Tentei me desligar de você. Aceitaria os fatos: seria sua amante e pronto. De repente, a situação em minha casa estourou pra valer. Minhas noites passadas fora, seu nome dito abertamente na hora das refeições. Mandaram que eu vivesse a minha vida -mas longe deles. Aluguei um quarto e procurei uma oportunidade para lhe comunicar. Queria apenas o seu apoio para sustentar a barra de morar sozinha, em casa de estranhos.

Numa sexta-feira, consegui pegá-lo na saída do escritório. Falei o que devia, sem emoção. Depois fomos jantar, você fumou o seu precioso charuto, andando de um lado para o outro, pensando em voz alta. Abracei muito você, mas não era gratidão. A idéia de um apartamento era demais. Eu passava a ser a amante oficializada, a terceira em importância e necessidade. Aquela que não tem o encanto da namorada com que se janta, que não ganha os presentes de ocasião porque apresenta todos os meses a conta da luz e do condomínio. Pensei nisso tudo, mas assim mesmo não pude dormir aquela noite. Era alegria, alegria bruta, selvagem.

Seguiu-se o sábado mais importante da minha vida. Saímos para procurar apartamento. Falei de igual para igual com todos.

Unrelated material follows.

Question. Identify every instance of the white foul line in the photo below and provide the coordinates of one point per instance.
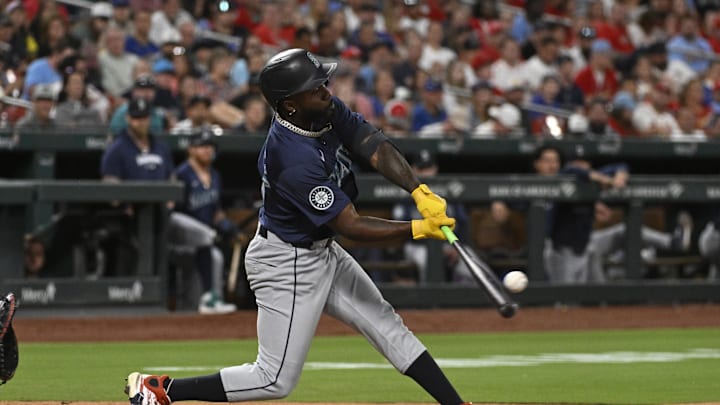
(620, 357)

Tinha de conseguir o que os outros conseguem, embora o meu passo fosse, em termos de vida, um passo para baixo. Na verdade, eu seria apenas a amante-quarto-e-sala-conjugado.

Depois falei com minha mãe. Fizemos um levantamento do que restava do meu antigo enxoval de noiva. As roupas de dormir estavam reduzidas. Usei-as com você, em quartos de hotéis. Mas sempre restavam algumas peças que eu poderia usar nas noites em que você aparecesse.

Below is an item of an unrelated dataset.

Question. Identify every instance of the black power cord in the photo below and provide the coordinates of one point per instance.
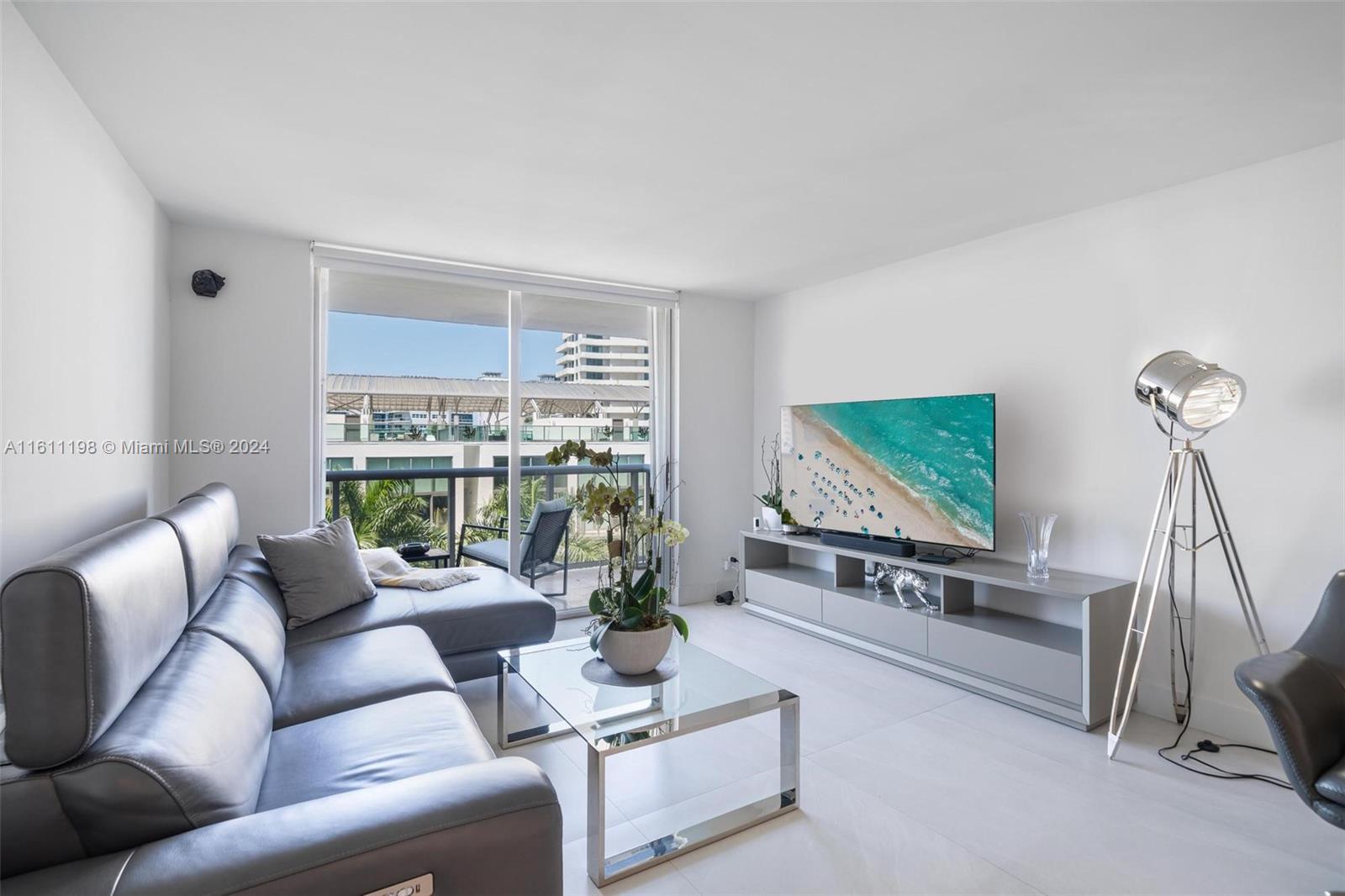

Quando você me mostrou a posição da cama no quarto, tive vontade de lhe abraçar, mas você estava muito sério. Jurei que, com a tranqüilidade que ia adquirir, você se surpreenderia com uma maturidade que não conhece -nem pode conhecer porque nunca tive oportunidade de mostrá-la.

Mas houve novamente um sábado em que quis você. Joguei errado outra vez e atrapalhei o seu programa. Finquei o pé, fiz malcriação, chorei. Ela chegou. Perguntou o que estava havendo. Você disse tudo quando respondeu: "Nada".

Nada. Deste meu nada, receba este amontoado de pranto que foi o meu amor. E por toda a vida, toma a minha vida.


Carlos Heitor Cony

Texto extraído do jornal "Folha de São Paulo", edição de 11/10/2002.